Little attention is paid to impermissible losses. Most people view these as improper deductions that you can never benefit from, but improper losses are just delayed withdrawals. These losses can make themselves felt in your previous year's return. It is important to keep an eye on them, however, as you should benefit from this deduction when selling any property or business. Check Schedule 1, Line 5 and Form 8582, Line 1c.

2. State income taxes paid last year

If you owed government taxes when you filed your tax return last year, double check that your payment is included on your tax return. If you don't provide details, contact your preparer to make sure these costs have been taken into account. Check schedule A line 5a.

3. Sales tax

If you live in a state with no income tax (Hello, Florida!) And you list your deductions, you'll need to report sales taxes. The IRS provides a simple calculator so you don't even need receipts! Remember to add sales tax to this calculation for larger purchases such as a car or boat. Check schedule A line 5b.

4. Invalid pass-through losses

When you own a business, there are years of losses – hopefully not too many. But more often when you are starting a new business you make some losses before you see any profit. While there are limitations, most business owners are ultimately liable for losses from personal guarantees. This means you have a credit base! Unless you are responsible for covering these losses, they should be deductible. Review lines 3 through 6 of Schedule 1.

5. Inventory base

The basis is the booking term for how much you paid for an asset. The proceeds of a sale minus the base are your profit – which you pay tax on. Brokerage firms do an excellent job of providing these numbers, but they occasionally lack basic information. Check the Schedule D e column.
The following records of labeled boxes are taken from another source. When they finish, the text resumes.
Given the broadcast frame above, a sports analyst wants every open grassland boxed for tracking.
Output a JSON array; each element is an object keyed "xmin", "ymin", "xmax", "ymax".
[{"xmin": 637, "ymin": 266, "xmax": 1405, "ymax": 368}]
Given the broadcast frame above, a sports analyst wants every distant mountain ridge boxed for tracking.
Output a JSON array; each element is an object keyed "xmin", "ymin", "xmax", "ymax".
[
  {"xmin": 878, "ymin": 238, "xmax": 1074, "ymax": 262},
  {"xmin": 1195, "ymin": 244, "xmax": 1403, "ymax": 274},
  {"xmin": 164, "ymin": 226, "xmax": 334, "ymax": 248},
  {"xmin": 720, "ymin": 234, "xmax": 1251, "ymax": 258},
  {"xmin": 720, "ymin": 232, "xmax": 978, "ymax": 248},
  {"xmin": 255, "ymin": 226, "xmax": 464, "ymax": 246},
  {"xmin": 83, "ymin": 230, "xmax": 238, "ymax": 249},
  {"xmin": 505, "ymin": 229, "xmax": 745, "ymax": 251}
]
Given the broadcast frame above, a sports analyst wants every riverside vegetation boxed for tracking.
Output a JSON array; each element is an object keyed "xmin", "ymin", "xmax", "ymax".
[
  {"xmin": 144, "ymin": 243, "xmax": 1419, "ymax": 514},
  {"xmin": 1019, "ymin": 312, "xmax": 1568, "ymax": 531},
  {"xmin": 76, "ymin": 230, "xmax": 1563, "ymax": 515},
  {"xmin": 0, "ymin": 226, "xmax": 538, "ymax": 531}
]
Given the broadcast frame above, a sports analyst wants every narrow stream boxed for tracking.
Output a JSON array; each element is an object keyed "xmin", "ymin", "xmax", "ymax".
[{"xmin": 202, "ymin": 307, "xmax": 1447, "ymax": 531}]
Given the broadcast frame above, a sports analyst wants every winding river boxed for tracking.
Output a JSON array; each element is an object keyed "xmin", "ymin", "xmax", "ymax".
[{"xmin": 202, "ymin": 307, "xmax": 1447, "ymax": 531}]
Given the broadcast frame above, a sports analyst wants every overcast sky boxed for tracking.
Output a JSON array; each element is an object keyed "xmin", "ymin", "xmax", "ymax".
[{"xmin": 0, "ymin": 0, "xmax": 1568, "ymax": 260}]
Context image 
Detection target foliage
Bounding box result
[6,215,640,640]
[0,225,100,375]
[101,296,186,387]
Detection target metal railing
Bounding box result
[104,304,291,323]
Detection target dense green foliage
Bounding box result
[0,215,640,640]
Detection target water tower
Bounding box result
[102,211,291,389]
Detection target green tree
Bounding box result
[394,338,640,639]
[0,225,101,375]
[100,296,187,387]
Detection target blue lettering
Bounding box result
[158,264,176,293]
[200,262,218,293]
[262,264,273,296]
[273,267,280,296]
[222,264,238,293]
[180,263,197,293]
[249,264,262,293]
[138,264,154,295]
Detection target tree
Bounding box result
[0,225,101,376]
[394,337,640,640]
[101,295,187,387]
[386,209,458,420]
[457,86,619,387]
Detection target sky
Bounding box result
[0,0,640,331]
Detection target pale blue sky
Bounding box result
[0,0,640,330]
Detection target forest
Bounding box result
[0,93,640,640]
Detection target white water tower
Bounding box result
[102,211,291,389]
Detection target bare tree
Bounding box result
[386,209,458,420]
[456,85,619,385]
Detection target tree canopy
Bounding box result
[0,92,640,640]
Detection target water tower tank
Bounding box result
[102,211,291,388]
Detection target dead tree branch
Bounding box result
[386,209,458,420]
Related: 4 Ways To Save Tax On Real Estate Selling

The more complex your investments and life, the easier it is to miss out on deductions. Be diligent and check out all possible ways to lower your taxes. A good CPA is a start, but nobody is perfect. And remember, just because you get a refund doesn't mean you're paying the least amount. it just means that you overpaid to begin with. Check line 16 on page 2 of your 1040 – that's what you pay in taxes! Then, check the return to see if you missed anything that could lower those taxes.